António Domingues aceitou o convite impondo duas condições:
salários da administração em linha com o mercado e a dispensa de
apresentar declarações de património. A razão era simples, embora
discutível: Domingues entendeu que não conseguiria convencer os
melhores a trabalharem com ele se as suas herdades, os seus carros ou
os seus barcos acabassem expostos na praça pública.
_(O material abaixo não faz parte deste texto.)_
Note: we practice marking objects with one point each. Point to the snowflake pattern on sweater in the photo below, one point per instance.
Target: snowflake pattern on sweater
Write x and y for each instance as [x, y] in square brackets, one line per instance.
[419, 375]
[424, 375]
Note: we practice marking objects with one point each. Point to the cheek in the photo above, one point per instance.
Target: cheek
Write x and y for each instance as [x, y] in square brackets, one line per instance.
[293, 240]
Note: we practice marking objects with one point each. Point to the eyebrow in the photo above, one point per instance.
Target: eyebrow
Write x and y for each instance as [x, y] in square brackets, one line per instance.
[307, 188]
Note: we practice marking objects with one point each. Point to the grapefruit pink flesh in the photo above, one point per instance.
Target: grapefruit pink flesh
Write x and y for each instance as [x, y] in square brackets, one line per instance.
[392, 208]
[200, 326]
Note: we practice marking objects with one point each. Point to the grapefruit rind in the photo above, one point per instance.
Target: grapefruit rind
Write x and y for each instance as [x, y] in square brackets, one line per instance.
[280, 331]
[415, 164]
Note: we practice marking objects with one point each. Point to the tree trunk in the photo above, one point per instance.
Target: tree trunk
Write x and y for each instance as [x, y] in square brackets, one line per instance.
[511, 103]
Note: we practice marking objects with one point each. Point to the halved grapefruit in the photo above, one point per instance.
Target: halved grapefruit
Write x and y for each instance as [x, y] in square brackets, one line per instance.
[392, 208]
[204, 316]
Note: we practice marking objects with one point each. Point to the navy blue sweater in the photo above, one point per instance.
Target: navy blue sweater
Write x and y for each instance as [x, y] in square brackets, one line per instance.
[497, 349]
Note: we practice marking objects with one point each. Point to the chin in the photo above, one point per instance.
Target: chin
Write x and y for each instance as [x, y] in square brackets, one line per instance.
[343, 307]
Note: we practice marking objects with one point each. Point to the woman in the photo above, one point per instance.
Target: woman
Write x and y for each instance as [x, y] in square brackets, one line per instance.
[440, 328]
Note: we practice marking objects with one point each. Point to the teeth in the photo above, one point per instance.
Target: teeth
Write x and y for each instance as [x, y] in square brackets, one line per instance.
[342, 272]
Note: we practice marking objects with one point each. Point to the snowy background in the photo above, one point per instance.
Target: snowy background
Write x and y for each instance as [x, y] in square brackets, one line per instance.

O governo
aceitou essas condições.
Acto 2 – O
descontentamento de Marcelo e a revelação de Marques Mendes.
Marcelo, que engoliu a custo os salários da administração da Caixa
(recorde-se que desde a campanha eleitoral o dinheiro é para si uma
obsessão, dedicando-se a recorrentes demonstrações de poupança e
frugalidade), a certa altura achou que não deveria ainda engolir (e
o Tribunal Constitucional entretanto concordou com ele) a dispensa
das declarações de património. Vai daí, Marques Mendes, que tem
vindo a desempenhar o seu papel de porta-voz oficioso, largou a bomba
a 23 de Outubro na SIC, denunciando a alteração da lei sobre
gestores da CGD.
Acto 3 – A nova
narrativa de António Costa. Dois dias depois, o ministério das
Finanças confirmou que a mudança desobrigava a administração da
Caixa de apresentar as declarações de património. Fê-lo tanto
pela voz de Mário Centeno como num comunicado oficial enviado às
redacções. Só que aos poucos, por pressão de Costa, a narrativa
foi mudando, e Centeno foi-se enredando em não-ditos e explicações
dúbias. O desejo de transformar Domingues no mau da fita, com o
auxílio inestimável do Presidente da República, teve como efeito
indirecto enredar Centeno numa trama de justificações manhosas e
impossíveis de sustentar. O objectivo era claro: obrigar Domingues a
ceder numa matéria de transparência muito sensível para a opinião
pública. Só que Domingues não cedeu.
Acto 4 – A queda
de António Domingues. De repente, toda a gente queria morder no seu
pescoço: o PS deixava-o cair, PCP e Bloco nunca o apreciaram, Passos
Coelho entrou em conflito com ele acerca do tema da informação
privilegiada, e o próprio Marcelo – que ninguém me tira da cabeça
que foi o primeiro responsável por tudo isto – acabou por sair de
mansinho. Junte-se a pressão das empresas semi-falidas cujas
imparidades Domingues fez questão de registar. Isolado e
impossibilitado de cumprir aquilo a que se comprometera com os
administradores da Caixa, António Domingues bateu com a porta. Só
que estando uma comissão de inquérito a decorrer, instado a
apresentar a troca de correspondência com o governo, mostrou o que
tinha – e a narrativa construída por António Costa, que Centeno
foi obrigado a seguir por arrasto, desabou como um castelo de cartas.
Acto 5 – A
descredibilização de Mário Centeno. Não há forma de Centeno sair
bem disto – é evidente que ele mentiu. É evidente que ele tinha
consciência das condições impostas por Domingues. E tudo isto é
evidente ainda antes de chegarem os mails e os SMS – no início do
processo, foi o próprio ministro das Finanças que o admitiu. Dá-se
então este extraordinário facto: um caso em que todos começaram
com a melhor das intenções terminou no mais absoluto desastre. Na
política como na vida, de boas intenções está o inferno cheio.